According to Brooks, the team will develop “real-time interactive generation” tools and explore how to integrate their models with existing multimodal models like Gemini. The job description states, “We believe that scaling AI training based on video and multimodal data is a key pathway to achieving artificial general intelligence (AGI).” AGI refers to AI that can perform any task that a human can do.
Many startups and large tech companies are also pursuing the development of world models, such as World Labs led by renowned AI researcher Fei-Fei Lee, and Israeli startups Decart and Odyssey. These companies believe that future world models can be used to create interactive media, such as video games and movies, as well as conduct real simulations like training robots.

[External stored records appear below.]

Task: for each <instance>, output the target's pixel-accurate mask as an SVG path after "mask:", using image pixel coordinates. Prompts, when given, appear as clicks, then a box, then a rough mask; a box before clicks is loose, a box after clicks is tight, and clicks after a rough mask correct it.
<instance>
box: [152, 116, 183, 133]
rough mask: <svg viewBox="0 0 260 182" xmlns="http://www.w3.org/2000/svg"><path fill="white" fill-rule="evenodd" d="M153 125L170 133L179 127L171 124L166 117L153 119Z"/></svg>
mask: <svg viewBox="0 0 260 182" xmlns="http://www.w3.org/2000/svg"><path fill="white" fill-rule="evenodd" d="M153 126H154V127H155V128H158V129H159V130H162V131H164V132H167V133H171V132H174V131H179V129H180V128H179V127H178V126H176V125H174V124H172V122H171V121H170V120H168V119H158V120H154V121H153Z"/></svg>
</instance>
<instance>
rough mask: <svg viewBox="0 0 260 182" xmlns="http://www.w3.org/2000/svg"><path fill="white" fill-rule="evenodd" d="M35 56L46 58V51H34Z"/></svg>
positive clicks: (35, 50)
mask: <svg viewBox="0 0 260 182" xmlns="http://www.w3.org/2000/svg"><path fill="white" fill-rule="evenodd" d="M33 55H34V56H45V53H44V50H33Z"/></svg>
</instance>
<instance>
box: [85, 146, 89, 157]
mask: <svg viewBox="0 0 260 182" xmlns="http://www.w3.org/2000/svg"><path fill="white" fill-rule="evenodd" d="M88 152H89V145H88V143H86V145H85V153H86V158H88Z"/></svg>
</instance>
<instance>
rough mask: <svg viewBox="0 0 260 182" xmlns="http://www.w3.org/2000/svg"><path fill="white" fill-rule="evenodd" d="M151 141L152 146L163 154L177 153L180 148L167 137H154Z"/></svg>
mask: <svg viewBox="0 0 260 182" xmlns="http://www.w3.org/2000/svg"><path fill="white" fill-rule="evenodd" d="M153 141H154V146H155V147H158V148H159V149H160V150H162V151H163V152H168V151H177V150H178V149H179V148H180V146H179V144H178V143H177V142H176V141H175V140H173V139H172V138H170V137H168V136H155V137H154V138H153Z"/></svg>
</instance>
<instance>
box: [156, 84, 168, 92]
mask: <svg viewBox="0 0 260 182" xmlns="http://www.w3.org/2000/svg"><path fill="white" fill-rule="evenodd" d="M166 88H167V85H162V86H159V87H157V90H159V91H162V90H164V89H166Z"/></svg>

However, the creative sector holds differing views on this technology. A recent survey by Wired magazine revealed that game development companies like Activision Blizzard are leveraging AI to cut costs and improve production efficiency, but this has also led to significant layoffs. According to a 2024 study by the Animation Guild, over 100,000 jobs in the U.S. film, television, and animation industries are expected to be affected by AI by 2026.
Nevertheless, some emerging world modeling startups like Odyssey are committed to collaborating with creative professionals rather than replacing them. Whether this will be Google's approach remains to be seen. Additionally, issues surrounding copyright have yet to be resolved. Some world models may have been trained using unauthorized video game footage, exposing related companies to litigation risks.
Google claims that it has obtained permission to train models on YouTube in accordance with the platform's terms of service, but has not disclosed which specific videos were used.